The generated project includes:

- FastAPI application structure
- JWT authentication
- SQLAlchemy async setup
- provider abstractions for DB, cache, queue, LLM, and vector stores
- RAG ingestion and query pipeline
- Redis and Celery integration
- Docker Compose startup
- health endpoints, metrics, and observability wiring
- tests and developer docs

## Repository Structure

```text
src/fastapi_rag/
├── cli/
│   └── main.py
├── generators/
│   └── project_generator.py
├── renderer/
│   └── jinja_renderer.py
├── templates/
│   └── full_rag/
└── utils/
    └── package_resources.py
```

## Installation

### Local development install

```bash
pip install -e .
```

### Package build

```bash
python -m build
```

This generates:

- wheel in `dist/*.whl`
- source distribution in `dist/*.tar.gz`

### Install after publishing

```bash
pip install fastapi-rag
```

## Quick Start

Generate a new backend:

```bash
fastapi-rag new myapp
```

The CLI will ask for:

1. project name
2. LLM provider
3. vector database
4. database provider
5. cache provider

Then it will:

1. load the packaged template
2. copy it into `./myapp`
3. render all Jinja variables
4. output a complete backend project

Run the generated project:

```bash
cd myapp
docker compose up --build
```

## Supported Provider Defaults

The packaged template currently supports or models:

- LLM: `echo`, `openai`, `ollama`
- Vector DB: `qdrant`, `chroma`, `pgvector`, `pinecone`
- Database: `postgresql`, `mysql`
- Cache: `redis`, `dragonfly`
- Queue: `celery`

## Architecture Overview

The generated backend uses a modular architecture with:

- `app/api/`
- `app/core/`
- `app/db/`
- `app/modules/`
- `app/providers/`
- `app/services/`
- `app/workers/`

The generator itself is separated from the scaffold so packaging and runtime template access stay reliable after installation.

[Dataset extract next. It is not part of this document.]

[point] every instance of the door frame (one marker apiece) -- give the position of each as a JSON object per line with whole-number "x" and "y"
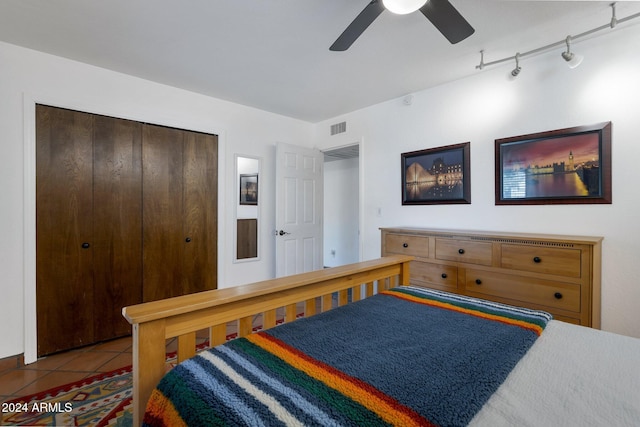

## Package-Safe Template Loading

Templates are loaded with `importlib.resources`, not fragile relative paths.

That means `fastapi-rag` can work after:

- `pip install -e .`
- `pip install fastapi-rag`
- wheel installation
- source distribution installation

## Development Workflow

Install local dependencies:

```bash
pip install -e .[dev]
```

Run tests:

```bash
pytest
```

Build distributions:

```bash
python -m build
```

Validate package metadata:

```bash
twine check dist/*
```

## CI and Release Automation

This repository includes GitHub Actions workflows for:

- CI test and build verification
- version and release automation
- TestPyPI publishing
- PyPI publishing

Workflows:

- `.github/workflows/ci.yml`
- `.github/workflows/release-please.yml`
- `.github/workflows/publish-testpypi.yml`
- `.github/workflows/publish-pypi.yml`

## Publishing

### Build locally

```bash
python -m build
```

### Upload to TestPyPI

```bash
twine upload --repository testpypi dist/*
```

### Install from TestPyPI

```bash
pip install --index-url https://test.pypi.org/simple/ --extra-index-url https://pypi.org/simple fastapi-rag
```

## Versioning

This repository is configured for conventional commits and release-please.

Expected examples:

- `feat: add anthropic provider prompt option`
- `fix: include templates in sdist build`
- `docs: improve publishing guide`

Release automation updates:

- version in `pyproject.toml`
- release PR
- git tag
- GitHub release
- changelog

## Documentation

- [docs/ARCHITECTURE.md](/home/iqbal-ai/Downloads/industry_ai_backend_template/docs/ARCHITECTURE.md)
- [docs/USER_GUIDE.md](/home/iqbal-ai/Downloads/industry_ai_backend_template/docs/USER_GUIDE.md)
- [docs/FIRST_FEATURE.md](/home/iqbal-ai/Downloads/industry_ai_backend_template/docs/FIRST_FEATURE.md)
- [docs/PUBLISHING.md](/home/iqbal-ai/Downloads/industry_ai_backend_template/docs/PUBLISHING.md)
- [CONTRIBUTING.md](/home/iqbal-ai/Downloads/industry_ai_backend_template/CONTRIBUTING.md)

## License

This project is released under the [MIT License](/home/iqbal-ai/Downloads/industry_ai_backend_template/LICENSE).